5’ncisi; -Cemal Gürsel’in 7 ay süren koma hali üzerine- Mart-1966’da Genelkurmay Başkanlığın’ndan getirilip seçtirilen General Cevdet Sunay..
6’ncısı; Mart-1973’de Genelkurmay Başkanı General Faruk Gürler’in cumhurbaşkanlığına adaylığına ve üzerinden savaş uçakları uçurulmasına rağmen Meclis’in, M. Kemal’in emir subaylığını yapmaktan başka hiç bir özelliği olmayan eski Deniz K. Komutanlarından Amiral Fahri Korutürk’ü seçmesi..
7’nci Cumhurbaşkanlığı’na da 12 Eylûl 1980 Askerî Darbesi’nin lideri General Kenan Evren kendisini seçtirmişti; 9 yıl..
8. Cumhurbaşkanlığı’na 1989’da ANAP’ın Meclis’deki ekseriyetiyle seçilen Turgut Özal, 1993’de vefat edince, Süleyman Demirel, CHP (SHP) desteğiyle 9. Cumhurbaşkanı seçilmişti.
2000 yılında da, Anayasa Mahkemesi Başkanlığı’ndan getirilip, ‘Sadece devlet değil, kişiler de laik olmak zorundadır!.’ diyebilen bir diğerinin, ANS’nin 10. C. Başkanı seçtirilmesi..
***
Ve 2007’de, ‘Çankaya’ya çıkacak olan, hanımının başını açacak..’ diye açık dayatma ve muhtıralara ve de generaller cuntasının ordu gücüyle yaptırdığı dev mitingler ve sair engellemelere rağmen.. Tayyib Erdoğan’ın Abdullah Gül’ü aday göstermesi ve 11. Cumhurbaşkanı olarak seçtirmesi..
Ve nihayet, 12. Cumhurbaşkanı olarak da Tayyib Erdoğan’ın, ilk kez olarak halk tarafından seçilişi..
***
Erdoğan,bugün zâten mevcud anayasanın geniiiş yetkilerini kullanıyor.
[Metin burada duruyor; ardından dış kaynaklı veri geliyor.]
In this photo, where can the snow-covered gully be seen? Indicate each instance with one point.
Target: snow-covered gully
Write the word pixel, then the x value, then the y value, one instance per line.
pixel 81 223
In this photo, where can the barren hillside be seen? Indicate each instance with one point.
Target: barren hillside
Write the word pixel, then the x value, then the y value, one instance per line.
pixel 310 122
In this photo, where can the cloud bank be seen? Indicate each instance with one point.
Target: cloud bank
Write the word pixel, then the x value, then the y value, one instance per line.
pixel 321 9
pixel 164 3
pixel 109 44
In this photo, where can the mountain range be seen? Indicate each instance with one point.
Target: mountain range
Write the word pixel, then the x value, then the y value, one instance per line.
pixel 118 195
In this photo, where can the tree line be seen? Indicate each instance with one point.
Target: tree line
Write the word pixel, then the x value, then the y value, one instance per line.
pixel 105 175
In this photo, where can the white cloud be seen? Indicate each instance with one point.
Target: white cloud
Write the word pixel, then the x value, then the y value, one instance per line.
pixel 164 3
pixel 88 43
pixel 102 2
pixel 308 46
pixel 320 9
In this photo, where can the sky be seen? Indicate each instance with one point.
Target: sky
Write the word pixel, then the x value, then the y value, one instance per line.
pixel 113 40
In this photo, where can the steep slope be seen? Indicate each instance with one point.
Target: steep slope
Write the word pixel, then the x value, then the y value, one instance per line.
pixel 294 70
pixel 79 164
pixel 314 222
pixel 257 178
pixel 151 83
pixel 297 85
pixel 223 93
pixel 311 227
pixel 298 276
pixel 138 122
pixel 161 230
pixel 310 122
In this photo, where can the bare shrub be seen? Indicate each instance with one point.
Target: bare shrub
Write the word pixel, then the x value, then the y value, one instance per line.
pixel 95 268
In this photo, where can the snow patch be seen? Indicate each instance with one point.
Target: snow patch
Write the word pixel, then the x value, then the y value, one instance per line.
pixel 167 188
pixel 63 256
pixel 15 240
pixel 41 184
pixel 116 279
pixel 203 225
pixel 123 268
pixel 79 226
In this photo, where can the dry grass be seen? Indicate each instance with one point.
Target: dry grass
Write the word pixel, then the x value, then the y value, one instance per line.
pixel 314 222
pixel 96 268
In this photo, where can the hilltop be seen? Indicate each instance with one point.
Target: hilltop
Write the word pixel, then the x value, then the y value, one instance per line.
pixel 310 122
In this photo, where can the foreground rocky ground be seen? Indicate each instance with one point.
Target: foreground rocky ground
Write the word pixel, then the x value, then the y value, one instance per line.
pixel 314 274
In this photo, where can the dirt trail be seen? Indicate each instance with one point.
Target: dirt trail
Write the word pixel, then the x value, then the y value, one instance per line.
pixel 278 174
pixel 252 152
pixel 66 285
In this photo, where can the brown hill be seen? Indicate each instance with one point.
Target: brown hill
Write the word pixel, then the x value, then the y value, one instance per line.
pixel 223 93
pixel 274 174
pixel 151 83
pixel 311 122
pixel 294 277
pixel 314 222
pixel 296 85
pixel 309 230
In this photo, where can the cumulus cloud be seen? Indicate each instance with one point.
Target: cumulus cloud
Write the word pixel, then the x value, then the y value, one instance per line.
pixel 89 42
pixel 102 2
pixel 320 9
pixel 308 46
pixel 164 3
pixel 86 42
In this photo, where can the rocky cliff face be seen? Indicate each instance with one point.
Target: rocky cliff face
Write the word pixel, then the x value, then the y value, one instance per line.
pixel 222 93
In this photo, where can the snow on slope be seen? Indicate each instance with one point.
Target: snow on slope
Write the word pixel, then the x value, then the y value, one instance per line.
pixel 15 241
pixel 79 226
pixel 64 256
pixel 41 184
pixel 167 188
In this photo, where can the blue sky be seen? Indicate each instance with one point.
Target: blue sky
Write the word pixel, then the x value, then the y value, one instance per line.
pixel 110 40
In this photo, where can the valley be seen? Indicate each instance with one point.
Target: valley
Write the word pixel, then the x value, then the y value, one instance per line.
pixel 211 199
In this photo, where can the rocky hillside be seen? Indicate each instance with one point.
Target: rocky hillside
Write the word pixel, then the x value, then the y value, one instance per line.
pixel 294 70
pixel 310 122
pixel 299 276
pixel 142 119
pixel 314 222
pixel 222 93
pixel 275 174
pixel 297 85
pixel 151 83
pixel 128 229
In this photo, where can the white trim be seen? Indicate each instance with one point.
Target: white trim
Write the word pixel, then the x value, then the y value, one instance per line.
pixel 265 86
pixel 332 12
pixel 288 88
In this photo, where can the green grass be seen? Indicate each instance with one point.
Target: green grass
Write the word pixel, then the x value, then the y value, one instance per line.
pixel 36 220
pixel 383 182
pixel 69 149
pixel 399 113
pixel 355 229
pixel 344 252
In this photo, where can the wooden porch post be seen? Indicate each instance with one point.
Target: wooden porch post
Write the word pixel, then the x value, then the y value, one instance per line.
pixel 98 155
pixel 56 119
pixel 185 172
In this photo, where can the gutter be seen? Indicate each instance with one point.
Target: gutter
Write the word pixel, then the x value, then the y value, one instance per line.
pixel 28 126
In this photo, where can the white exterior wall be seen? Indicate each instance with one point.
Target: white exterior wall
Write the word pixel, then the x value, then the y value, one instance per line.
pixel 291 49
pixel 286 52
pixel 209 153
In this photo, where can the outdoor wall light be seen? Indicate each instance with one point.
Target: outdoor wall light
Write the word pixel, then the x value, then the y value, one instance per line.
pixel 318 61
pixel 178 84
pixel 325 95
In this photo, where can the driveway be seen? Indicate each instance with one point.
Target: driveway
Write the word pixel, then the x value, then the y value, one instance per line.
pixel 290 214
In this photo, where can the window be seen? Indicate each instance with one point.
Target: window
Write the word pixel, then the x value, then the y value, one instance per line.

Ama, kendisi için değil, kendisinden sonrasında ülkenin bugünkü hükûmet sistemiyle yönetiminin zorluğunu görüyor. İstiyor ki, bu oligarşik vesayet entrikası artık son bulsun.. Nitekim, darbecilerin süngüucuyla kabul ettirdiği 1982 Anayasası bile, değiştirilmesini bütün partiler istedikleri halde, Meclis 35 senedir yeni bir anayasa yapamıyor.
O halde, halk ülke idaresine ve kendi iradesine sahib çıksın; sorumsuz ve sorgulanamaz Cumhurbaşkanlığı dönemi bitsin!
Devlet insan için vardır, insan devlet için değil!.